Estaba tan rico, que escondido en la despensa, le pegaba unos chupes a morro y unos lingotazos que se te rizaban las pestañas de los ojos. No sé cómo será subirse al “dragonkan”, pero después del trago sentías un subidón y un viaje al mismo centro de la tierra la mar de anestesiante.
Mi padre se extrañaba del bajón de sus existencias y empezó a marcar con una muesca a boli las botellas, sospechando que su tierno infante se las metía en vena como un yonqui del Pozo del Tío Raimundo.
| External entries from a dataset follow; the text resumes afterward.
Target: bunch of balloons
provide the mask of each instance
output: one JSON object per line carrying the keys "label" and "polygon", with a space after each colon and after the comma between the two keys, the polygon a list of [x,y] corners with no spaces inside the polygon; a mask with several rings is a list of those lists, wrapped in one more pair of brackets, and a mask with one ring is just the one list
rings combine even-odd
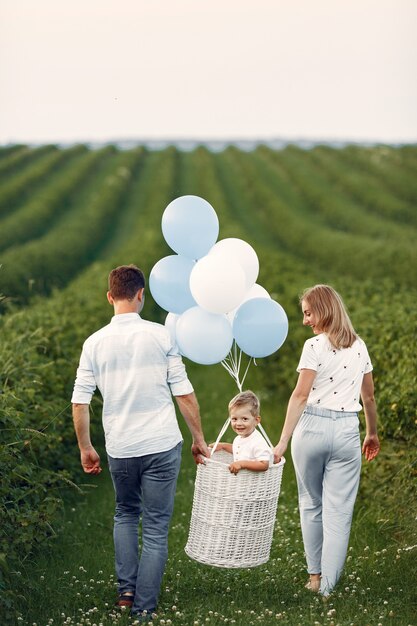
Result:
{"label": "bunch of balloons", "polygon": [[[168,311],[165,325],[182,355],[227,366],[234,341],[253,358],[280,348],[288,333],[285,311],[256,283],[259,261],[252,246],[233,237],[217,241],[219,220],[211,204],[198,196],[176,198],[163,213],[162,233],[176,254],[154,265],[149,288]],[[237,365],[232,357],[232,375]]]}

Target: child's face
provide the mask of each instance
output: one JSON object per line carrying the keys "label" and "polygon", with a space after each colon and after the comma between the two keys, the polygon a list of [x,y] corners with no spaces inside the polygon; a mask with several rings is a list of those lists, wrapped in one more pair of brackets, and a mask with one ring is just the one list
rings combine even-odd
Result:
{"label": "child's face", "polygon": [[251,435],[259,422],[260,417],[254,417],[252,415],[248,404],[234,406],[230,411],[231,426],[235,433],[241,437],[248,437]]}

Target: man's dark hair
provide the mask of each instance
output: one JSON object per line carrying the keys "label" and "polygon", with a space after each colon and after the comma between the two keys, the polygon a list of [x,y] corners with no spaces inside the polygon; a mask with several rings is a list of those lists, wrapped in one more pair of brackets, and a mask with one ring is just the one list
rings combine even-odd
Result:
{"label": "man's dark hair", "polygon": [[109,274],[109,291],[114,300],[133,300],[145,287],[145,276],[136,265],[120,265]]}

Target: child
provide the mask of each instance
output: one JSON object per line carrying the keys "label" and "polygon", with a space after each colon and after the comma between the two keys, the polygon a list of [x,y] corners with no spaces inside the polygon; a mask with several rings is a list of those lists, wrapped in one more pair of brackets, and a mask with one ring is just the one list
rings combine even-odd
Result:
{"label": "child", "polygon": [[243,391],[230,400],[228,408],[230,423],[237,437],[233,444],[220,442],[216,450],[233,453],[233,463],[229,465],[232,474],[237,474],[241,469],[265,472],[271,462],[272,453],[265,439],[256,430],[256,425],[261,421],[259,399],[253,391]]}

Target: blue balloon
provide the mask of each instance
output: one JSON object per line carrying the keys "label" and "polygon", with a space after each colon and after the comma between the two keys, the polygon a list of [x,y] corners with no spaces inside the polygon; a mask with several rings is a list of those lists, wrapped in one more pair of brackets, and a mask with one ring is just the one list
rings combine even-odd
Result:
{"label": "blue balloon", "polygon": [[190,274],[195,263],[172,254],[156,263],[149,276],[149,289],[160,307],[170,313],[184,313],[196,301],[190,291]]}
{"label": "blue balloon", "polygon": [[227,317],[209,313],[199,306],[181,315],[176,335],[181,354],[201,365],[223,361],[233,343],[232,327]]}
{"label": "blue balloon", "polygon": [[275,300],[247,300],[238,308],[233,320],[233,336],[237,345],[254,358],[268,356],[278,350],[287,334],[287,315]]}
{"label": "blue balloon", "polygon": [[175,252],[189,259],[200,259],[217,241],[219,219],[207,200],[181,196],[165,209],[162,233]]}

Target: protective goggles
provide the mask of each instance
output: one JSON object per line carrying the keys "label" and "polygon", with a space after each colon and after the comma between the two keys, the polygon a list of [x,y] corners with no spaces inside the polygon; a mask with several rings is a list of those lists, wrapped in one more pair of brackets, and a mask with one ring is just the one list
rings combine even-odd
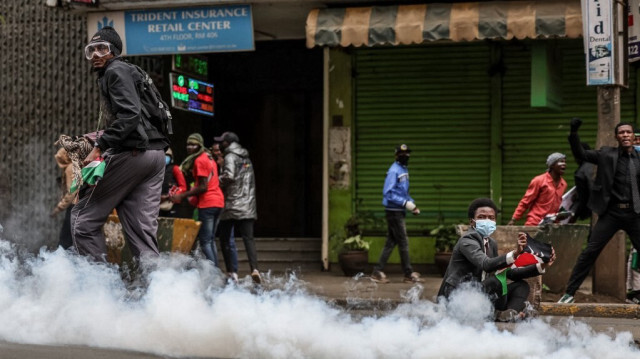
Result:
{"label": "protective goggles", "polygon": [[84,56],[91,60],[94,55],[105,57],[111,52],[111,44],[106,41],[92,42],[84,48]]}

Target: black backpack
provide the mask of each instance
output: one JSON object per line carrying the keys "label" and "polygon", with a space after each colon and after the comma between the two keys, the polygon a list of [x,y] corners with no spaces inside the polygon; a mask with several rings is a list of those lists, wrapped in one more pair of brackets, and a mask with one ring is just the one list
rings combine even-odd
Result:
{"label": "black backpack", "polygon": [[[142,81],[138,85],[138,95],[142,103],[143,127],[147,132],[147,136],[150,140],[165,138],[169,141],[169,135],[173,134],[173,126],[171,124],[172,117],[169,106],[162,100],[160,91],[158,91],[156,85],[153,84],[153,80],[151,80],[149,74],[138,65],[131,63],[129,63],[129,65],[133,66],[136,71],[140,73],[140,76],[142,76]],[[144,123],[145,121],[152,127]]]}

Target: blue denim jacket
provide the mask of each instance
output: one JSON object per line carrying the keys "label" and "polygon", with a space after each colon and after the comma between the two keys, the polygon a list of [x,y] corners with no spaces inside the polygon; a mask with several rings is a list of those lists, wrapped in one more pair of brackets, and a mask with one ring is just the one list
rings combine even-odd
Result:
{"label": "blue denim jacket", "polygon": [[394,162],[382,188],[382,205],[391,211],[404,211],[407,201],[412,201],[409,196],[409,171],[407,167]]}

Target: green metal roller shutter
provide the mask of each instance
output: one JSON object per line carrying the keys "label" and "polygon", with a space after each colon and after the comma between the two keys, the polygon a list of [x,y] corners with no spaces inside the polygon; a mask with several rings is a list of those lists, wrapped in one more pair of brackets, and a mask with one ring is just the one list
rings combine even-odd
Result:
{"label": "green metal roller shutter", "polygon": [[489,195],[490,81],[486,43],[355,51],[356,210],[384,216],[382,186],[393,149],[407,143],[411,196],[422,233],[439,213],[466,221],[473,198]]}
{"label": "green metal roller shutter", "polygon": [[[567,136],[572,117],[581,117],[580,135],[592,148],[597,131],[596,87],[586,86],[582,39],[558,40],[562,50],[562,93],[560,111],[538,110],[530,106],[531,42],[505,43],[503,77],[503,224],[513,214],[529,181],[546,170],[545,161],[553,152],[567,155],[565,180],[573,186],[577,164]],[[634,121],[635,69],[630,68],[628,90],[622,90],[621,118]],[[520,220],[519,224],[524,223]]]}

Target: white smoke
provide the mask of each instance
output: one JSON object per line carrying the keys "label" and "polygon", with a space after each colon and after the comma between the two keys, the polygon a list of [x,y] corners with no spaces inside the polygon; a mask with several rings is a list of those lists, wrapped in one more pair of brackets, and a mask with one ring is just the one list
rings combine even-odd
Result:
{"label": "white smoke", "polygon": [[305,292],[304,283],[265,276],[225,286],[207,261],[163,254],[145,290],[119,271],[62,250],[37,256],[0,241],[0,340],[85,345],[172,357],[234,358],[630,358],[628,332],[604,335],[541,320],[513,332],[488,321],[490,303],[470,288],[449,303],[419,300],[386,315],[354,318]]}

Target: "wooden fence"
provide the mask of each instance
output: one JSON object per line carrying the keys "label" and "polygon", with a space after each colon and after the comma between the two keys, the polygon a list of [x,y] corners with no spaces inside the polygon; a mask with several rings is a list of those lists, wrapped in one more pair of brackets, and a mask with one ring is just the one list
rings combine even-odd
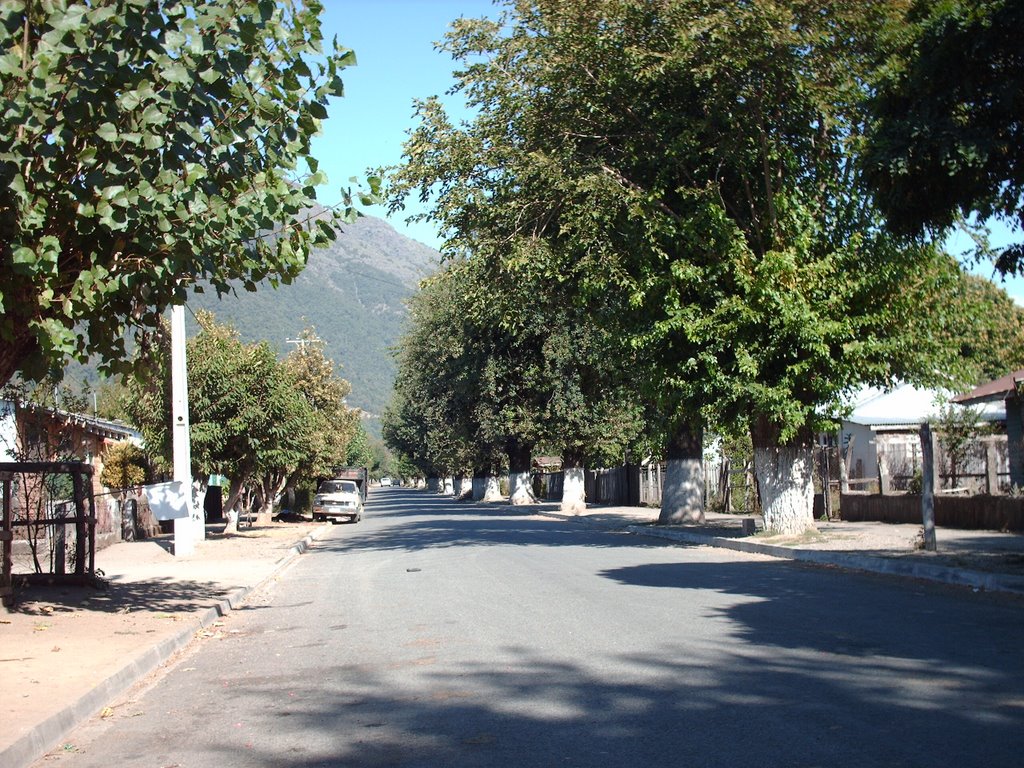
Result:
{"label": "wooden fence", "polygon": [[[1024,499],[1010,496],[947,496],[934,498],[935,524],[947,528],[1024,531]],[[917,494],[844,493],[842,519],[921,524]]]}
{"label": "wooden fence", "polygon": [[[45,515],[33,515],[28,509],[18,509],[15,504],[16,484],[28,484],[30,478],[46,475],[69,475],[72,483],[70,505],[50,510],[41,504],[39,509]],[[0,598],[4,605],[13,601],[14,588],[14,545],[27,541],[31,536],[43,535],[52,540],[54,552],[52,572],[44,574],[19,574],[28,580],[41,576],[47,583],[93,583],[96,574],[96,504],[92,493],[93,468],[82,462],[9,462],[0,463],[0,488],[2,488],[3,515],[0,518]],[[41,484],[32,483],[28,490],[41,494]],[[36,487],[37,486],[37,487]],[[45,501],[45,500],[43,500]],[[33,505],[34,506],[34,505]],[[70,509],[65,508],[70,506]],[[69,514],[70,511],[74,514]],[[74,573],[65,572],[65,536],[68,527],[74,527]],[[23,536],[15,531],[24,530]]]}

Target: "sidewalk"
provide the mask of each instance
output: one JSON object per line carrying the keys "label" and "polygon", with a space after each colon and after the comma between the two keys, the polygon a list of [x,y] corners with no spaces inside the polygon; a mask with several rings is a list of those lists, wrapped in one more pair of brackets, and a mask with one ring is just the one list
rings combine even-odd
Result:
{"label": "sidewalk", "polygon": [[210,535],[218,528],[187,557],[170,554],[172,536],[99,550],[103,590],[17,591],[0,611],[0,766],[32,764],[194,637],[230,631],[222,617],[326,530],[273,523]]}
{"label": "sidewalk", "polygon": [[[583,515],[557,504],[480,504],[510,515],[540,515],[581,525],[687,544],[1024,595],[1024,536],[995,531],[937,531],[939,551],[917,547],[920,527],[819,523],[799,538],[744,535],[739,515],[709,514],[703,526],[656,526],[657,510],[592,507]],[[759,520],[756,522],[760,522]],[[170,537],[121,543],[97,553],[106,590],[19,590],[0,612],[0,766],[24,768],[58,747],[194,638],[231,633],[226,616],[253,589],[273,579],[327,526],[274,523],[212,536],[190,557],[175,558]]]}

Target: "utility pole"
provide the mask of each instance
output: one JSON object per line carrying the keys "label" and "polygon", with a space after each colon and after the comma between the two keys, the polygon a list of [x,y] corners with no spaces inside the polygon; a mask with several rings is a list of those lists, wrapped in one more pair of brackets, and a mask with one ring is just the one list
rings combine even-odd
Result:
{"label": "utility pole", "polygon": [[[192,444],[188,420],[188,373],[185,366],[185,307],[171,307],[171,437],[174,446],[174,480],[181,483],[188,517],[174,520],[174,554],[195,552],[196,541],[206,538],[203,518],[196,516],[192,501]],[[201,513],[200,513],[201,515]]]}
Todavía hoy, cuando visito una casa particular o un restorán de postín y me ofrecen una botella de categoría, echo el gollete al gaznate pegándole un buen sorbo y les aseguro que este Páez Morilla, elaborado mediante sistema de solera como todas las criaturas de Jerez, está para hacerle un hijo.
Fino y suave, atesora ese perfume que ya en la década de los años setenta volvió tarumbas a los históricos chefs franceses que lo emplearon a degüello en el aliño de los platos que liaron la de San Quintín con la “nouvelle cuisine”, ¡viva el Niño de Elche!